The second function ((x * y % 1024) % rand()) % 2 again has the issue where rand() is usually greater than the thing you're dividing, (x * y % 1024), which is at most 1023. Then (x*y%1024)%2 doesn't produce 0 and 1 equally often. Any odd number multiplied by any even number is even. Any even number multiplied by any even number is also even. Only an odd number multiplied by an odd number is odd, and so %2 on values that are even three quarters of the time will produce 0 three quarters of the time.

Here's a closeup of where ((x * y % 1024) % rand()) % 2 is true so that Image B could be selected.
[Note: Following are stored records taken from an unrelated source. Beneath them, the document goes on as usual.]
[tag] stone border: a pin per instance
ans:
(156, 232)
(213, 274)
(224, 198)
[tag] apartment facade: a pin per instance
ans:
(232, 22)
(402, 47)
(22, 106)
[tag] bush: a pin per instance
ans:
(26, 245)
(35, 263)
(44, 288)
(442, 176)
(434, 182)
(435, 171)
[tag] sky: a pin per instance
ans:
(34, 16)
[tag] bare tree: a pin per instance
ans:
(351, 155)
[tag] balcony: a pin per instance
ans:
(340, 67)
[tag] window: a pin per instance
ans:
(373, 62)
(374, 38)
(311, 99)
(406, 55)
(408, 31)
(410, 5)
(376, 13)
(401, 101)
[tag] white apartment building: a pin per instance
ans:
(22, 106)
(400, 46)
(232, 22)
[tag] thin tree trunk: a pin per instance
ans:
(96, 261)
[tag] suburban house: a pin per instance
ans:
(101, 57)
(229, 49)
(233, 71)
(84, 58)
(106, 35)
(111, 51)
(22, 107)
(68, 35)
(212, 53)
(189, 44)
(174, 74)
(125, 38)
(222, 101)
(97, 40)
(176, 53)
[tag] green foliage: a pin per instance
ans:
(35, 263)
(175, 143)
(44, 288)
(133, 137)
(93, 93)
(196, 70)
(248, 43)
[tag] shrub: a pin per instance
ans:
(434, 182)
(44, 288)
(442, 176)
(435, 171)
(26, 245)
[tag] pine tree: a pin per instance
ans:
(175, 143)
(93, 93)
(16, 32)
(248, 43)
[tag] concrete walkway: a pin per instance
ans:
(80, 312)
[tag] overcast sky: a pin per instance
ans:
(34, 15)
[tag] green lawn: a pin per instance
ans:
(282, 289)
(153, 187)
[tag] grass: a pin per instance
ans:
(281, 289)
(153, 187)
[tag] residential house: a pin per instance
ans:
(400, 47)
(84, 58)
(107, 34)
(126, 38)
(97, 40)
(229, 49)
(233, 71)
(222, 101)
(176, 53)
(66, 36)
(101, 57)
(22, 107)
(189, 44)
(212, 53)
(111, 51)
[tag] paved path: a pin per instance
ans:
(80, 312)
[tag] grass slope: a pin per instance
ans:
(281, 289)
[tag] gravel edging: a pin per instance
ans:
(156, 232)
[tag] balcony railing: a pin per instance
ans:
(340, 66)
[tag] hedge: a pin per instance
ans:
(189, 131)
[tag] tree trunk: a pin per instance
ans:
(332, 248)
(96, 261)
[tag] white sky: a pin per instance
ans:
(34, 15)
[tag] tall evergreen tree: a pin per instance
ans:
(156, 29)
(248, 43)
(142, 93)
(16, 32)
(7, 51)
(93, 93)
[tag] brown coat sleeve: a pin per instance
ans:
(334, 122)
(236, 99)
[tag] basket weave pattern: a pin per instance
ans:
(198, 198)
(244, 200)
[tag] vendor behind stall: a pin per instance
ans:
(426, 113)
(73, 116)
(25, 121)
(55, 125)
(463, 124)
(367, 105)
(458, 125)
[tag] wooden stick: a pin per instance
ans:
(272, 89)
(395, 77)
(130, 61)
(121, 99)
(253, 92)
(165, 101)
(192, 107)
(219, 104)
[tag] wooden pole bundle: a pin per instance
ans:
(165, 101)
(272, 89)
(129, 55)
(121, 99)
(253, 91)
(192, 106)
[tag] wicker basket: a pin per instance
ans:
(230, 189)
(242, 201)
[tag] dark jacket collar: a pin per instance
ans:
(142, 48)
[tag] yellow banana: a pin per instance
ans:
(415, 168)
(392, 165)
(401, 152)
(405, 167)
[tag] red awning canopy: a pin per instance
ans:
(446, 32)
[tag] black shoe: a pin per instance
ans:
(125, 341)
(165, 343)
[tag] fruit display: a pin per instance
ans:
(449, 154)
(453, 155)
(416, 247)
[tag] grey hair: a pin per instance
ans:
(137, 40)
It's selecting exactly where both coordinates are odd.

enter image description here

And here's a closeup of where Image C could be selected:

enter image description here

Finally combining the conditions here's where Image B is selected:

enter image description here

And where Image C is selected:

enter image description here

The resulting combination can be read as:

With 50% probability use the pixel from Image A. The rest of the time pick between Image B and Image C, B where both coordinates are odd, C where either one is even.

Finally, since you're doing the same for three different colors, but with different orientations the patterns are oriented differently in each color and produce the crossing strips or grid pattern you're seeing.

45

Many of the calculations that you're doing in your code won't lead to truly random values. Those sharp lines that you're seeing correspond to places where the relative values of your x and y coordinates trade with one another, and when that happens you're using fundamentally different formulas. For example, computing (x + y) % rand() will generally give you back the value x + y, since rand() will (usually) return a number much, much bigger than x + y given that RAND_MAX is usually a fairly large number. In that sense, you shouldn't expect to get back white noise, since the algorithm you're using to generate things is biased away from generating white noise. If you want white noise, just set each pixel to rand(). If you'd like a nice pattern like the one you have above, but with a little bit of randomness tossed in here and there, keep using the code that you have written.

Additionally, as @pm100 has noted in the comments, the rand function doesn't return truly random numbers, and instead uses a pseudorandom function to produce it values. The default implementation of rand on many systems uses a type of pseudorandom number generator called a linear congruential generator that produces numbers that in short bursts can appear random, but which are decidedly nonrandom in practice. For example, here's an animation from Wikipedia showing how random points in space chosen with a linear congruential generator end up falling into a fixed number of hyperplanes:

The image

If you replace x, y, and z coordinates with R, G, and B coordinates, this looks remarkably similar to the output being produced by your program. I suspect that this is probably not the core issue here, since the other aspect mentioned above will probably be much more pronounced.

If you're looking for higher-quality random numbers, you'll need to use a higher-quality random source. In C, you could consider reading bytes from /dev/urandom/ (on a Linux-like system), which gives fairly uniformly random values. C++ now has a number of good random-number generation primitives in its standard libraries, if that's available to you.